Playing with Asian Flavors – Part I: Dumplings and Moet

I have never been very good at “creating” Asian dishes, unlike Italian or French cooking, I struggle to get the balance of flavors right.  That perfect mix of sweet, salty sour and spicy.  It’s hard to get it right, but I think it will come with practice.  I have really only just started playing with Asian flavors in the last couple of years, yet another thing that Joe has inspired me to do.  I can master the chinese dumpling, fried rice, lemon chicken …. and that’s about as far as it goes.  For everything else I need a recipe to follow, and I don’t generally stray far from that.

Recently I have been out to the same restaurant in town (twice, I liked it so much), the Yakitori Sake Bar on Courtney Place.  LOVE IT!  It’s an amazing place, the environment is very “Wellington”, much like the clientele, and the food is crazy good.  If you are lucky enough to get a seat at the bar, you can watch the Japanese Chefs cooking the Yakitori on the grill, which is an art form in itself.  The food there inspired me to have branch out and expand my repertoire in the Asian food area.

As I mentioned yesterday, we had some friends over for dinner on Saturday night.  I often find this a good time to try new recipes, and generally the participants are mostly willing to be experimented on.  Most of the time it works out well, occasionally I fall flat on my face, however it’s always good to get a cross-section of feedback, and generally makes for lively conversation over the dinner table.

Over the next week I’ll ramble a bit about some of the new dishes we tried out, most of them seemed to work, one or two needed a bit of tweaking.  But that is part of the journey right?  It’s how I learn.
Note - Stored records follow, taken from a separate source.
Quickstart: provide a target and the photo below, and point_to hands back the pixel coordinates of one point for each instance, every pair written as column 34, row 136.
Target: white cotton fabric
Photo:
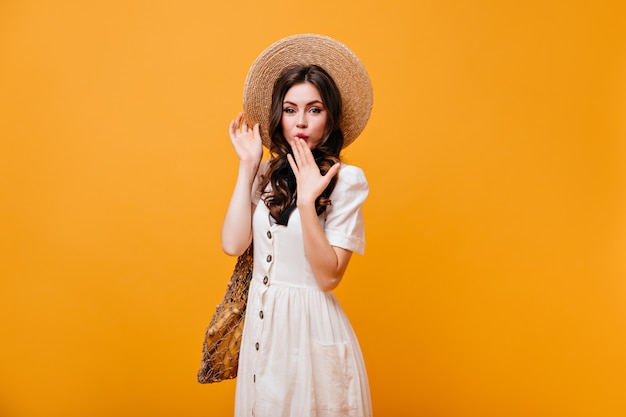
column 299, row 354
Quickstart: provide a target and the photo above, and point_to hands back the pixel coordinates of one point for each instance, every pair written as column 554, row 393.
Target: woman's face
column 304, row 115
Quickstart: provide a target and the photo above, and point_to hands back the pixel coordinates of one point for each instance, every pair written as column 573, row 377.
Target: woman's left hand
column 310, row 182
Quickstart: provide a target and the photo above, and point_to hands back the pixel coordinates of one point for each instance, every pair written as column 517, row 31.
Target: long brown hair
column 279, row 174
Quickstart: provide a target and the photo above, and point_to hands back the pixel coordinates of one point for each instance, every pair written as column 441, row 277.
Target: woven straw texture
column 222, row 340
column 341, row 63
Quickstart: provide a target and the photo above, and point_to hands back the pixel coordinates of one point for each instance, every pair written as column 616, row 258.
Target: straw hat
column 341, row 64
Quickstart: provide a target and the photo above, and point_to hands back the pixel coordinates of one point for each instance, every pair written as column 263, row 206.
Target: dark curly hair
column 279, row 174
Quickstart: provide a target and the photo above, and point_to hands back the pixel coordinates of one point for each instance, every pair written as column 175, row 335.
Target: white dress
column 299, row 354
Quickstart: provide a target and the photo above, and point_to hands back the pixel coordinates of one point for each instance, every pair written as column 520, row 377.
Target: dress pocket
column 334, row 390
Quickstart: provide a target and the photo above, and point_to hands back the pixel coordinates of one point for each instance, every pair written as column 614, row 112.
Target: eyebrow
column 308, row 104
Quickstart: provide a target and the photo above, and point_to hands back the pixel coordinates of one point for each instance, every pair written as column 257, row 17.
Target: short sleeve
column 344, row 226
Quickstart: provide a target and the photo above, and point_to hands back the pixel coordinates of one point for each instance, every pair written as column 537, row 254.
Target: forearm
column 327, row 262
column 237, row 225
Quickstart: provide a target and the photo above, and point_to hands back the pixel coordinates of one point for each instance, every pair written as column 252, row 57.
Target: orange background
column 494, row 277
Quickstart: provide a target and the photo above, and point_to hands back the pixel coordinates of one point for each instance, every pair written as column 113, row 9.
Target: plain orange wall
column 494, row 278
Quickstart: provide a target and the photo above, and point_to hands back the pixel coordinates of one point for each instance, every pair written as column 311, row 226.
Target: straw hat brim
column 342, row 65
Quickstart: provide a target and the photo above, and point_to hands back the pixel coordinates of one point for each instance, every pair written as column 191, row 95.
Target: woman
column 302, row 210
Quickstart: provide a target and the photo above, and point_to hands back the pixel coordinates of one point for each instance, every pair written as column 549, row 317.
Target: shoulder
column 350, row 175
column 351, row 179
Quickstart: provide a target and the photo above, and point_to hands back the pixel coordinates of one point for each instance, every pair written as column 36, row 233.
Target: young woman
column 301, row 209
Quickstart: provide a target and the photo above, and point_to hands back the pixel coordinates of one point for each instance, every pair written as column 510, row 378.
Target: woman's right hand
column 246, row 140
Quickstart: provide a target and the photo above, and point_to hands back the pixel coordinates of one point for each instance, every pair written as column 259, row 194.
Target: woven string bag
column 222, row 340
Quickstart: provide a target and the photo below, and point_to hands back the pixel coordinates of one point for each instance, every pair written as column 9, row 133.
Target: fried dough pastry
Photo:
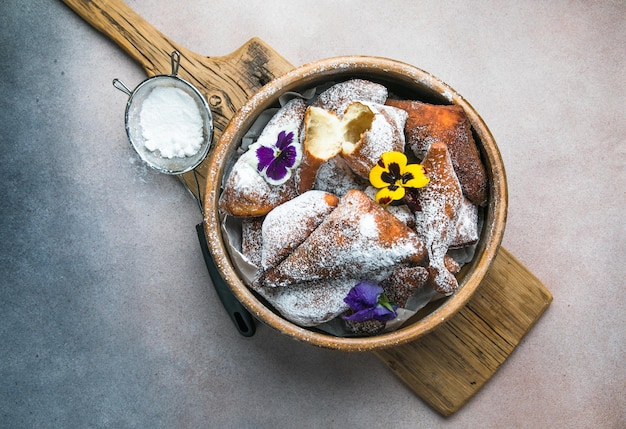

I have recently got right into dumplings, and when I see them on the menu, I like to order them, give them  go, see if it’s something that I can try to recreate at home.  And lets face it, sometimes a great dumpling will be the highlight of the meal.  While at the Yakitori Sake Bar, we ordered some Gyōza, and I have to say they are probably some of the best I have ever had.  They had that wonderful crispy bottom and were beautifully steamed, and most importantly not dripping in fat (they were cooked perfectly).   It inspired me to attempt these myself at home.  Essentially they are similar to making the chinese steamed dumplings that I already make.  The main difference is that the filling is slightly sweeter and they are cooked in a pot (fried off lightly on one side and then steamed) and not in a steamer, the english term for them is PotStickers, as they often stick to the pot at the end of the cooking process.  How hard can it be right?
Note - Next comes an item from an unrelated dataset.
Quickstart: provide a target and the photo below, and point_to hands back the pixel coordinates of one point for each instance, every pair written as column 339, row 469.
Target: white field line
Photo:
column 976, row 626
We had these with two dipping sauces, one spicy and a soy style sauce

I gave it a go.  It was quite entertaining, I was running a little late, so we had a little group dumpling making session over a glass or two of bubbles.  The four of us made quick work of 80 dumplings, half were bagged and put in the freezer for next time.  The cooking process was relatively easy.  They were actually REALLY yum.  The first batch was a bit hit and miss, the second was much better, and once I played around with the cooking times, we were away laughing.  Next time I might try a slightly spicier recipe, just for giggles.
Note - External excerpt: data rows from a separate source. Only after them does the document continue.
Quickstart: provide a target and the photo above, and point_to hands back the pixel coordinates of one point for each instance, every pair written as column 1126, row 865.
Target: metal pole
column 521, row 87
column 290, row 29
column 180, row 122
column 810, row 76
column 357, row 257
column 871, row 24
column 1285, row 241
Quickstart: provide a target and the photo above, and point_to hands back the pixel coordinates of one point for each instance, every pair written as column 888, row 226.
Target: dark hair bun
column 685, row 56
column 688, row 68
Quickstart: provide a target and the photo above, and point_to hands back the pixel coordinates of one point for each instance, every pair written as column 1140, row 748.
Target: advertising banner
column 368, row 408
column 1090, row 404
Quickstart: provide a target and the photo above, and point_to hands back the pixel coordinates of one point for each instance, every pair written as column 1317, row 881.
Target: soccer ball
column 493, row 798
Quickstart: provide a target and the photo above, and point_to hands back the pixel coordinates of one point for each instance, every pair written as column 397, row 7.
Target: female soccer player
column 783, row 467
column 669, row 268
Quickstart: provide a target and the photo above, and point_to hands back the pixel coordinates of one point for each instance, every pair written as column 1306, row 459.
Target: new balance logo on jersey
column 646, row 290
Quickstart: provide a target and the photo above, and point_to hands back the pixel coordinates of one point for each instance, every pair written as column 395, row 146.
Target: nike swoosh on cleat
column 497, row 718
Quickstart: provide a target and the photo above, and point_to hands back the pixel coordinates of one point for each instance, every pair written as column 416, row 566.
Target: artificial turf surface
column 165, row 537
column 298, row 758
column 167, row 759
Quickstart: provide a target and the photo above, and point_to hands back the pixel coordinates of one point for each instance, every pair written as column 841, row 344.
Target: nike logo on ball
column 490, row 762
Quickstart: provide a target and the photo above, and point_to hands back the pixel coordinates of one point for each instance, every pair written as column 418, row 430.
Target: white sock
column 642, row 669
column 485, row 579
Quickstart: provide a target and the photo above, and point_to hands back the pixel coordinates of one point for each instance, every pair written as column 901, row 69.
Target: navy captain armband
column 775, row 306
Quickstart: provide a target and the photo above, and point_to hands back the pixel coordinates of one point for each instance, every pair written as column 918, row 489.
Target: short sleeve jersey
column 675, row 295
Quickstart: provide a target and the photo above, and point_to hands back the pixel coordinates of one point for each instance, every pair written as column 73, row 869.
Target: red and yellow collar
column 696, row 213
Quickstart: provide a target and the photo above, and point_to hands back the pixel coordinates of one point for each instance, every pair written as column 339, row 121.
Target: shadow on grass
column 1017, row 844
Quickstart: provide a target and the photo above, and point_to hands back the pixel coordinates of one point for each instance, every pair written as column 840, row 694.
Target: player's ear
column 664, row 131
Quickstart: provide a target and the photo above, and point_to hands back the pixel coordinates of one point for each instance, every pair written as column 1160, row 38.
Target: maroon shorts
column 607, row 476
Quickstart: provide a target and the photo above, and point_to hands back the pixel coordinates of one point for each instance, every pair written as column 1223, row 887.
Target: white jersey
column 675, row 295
I used this recipe for the Gyoza.

So Part 1 – the Gyoza,  was a success, I’m sure they will get better as I practice more.  I may even buy a better pan for next time..

Feeling hungry yet?


2 Comments Add yours

  1. Joe Worsley says:

    One of the first things my “mum” taught me to make in Japan. Very simple, super tasty – and I haven’t made them in years lol I like a chili dipping sauce. I also add a few drops of sesame oil to the cooking pan for flavour.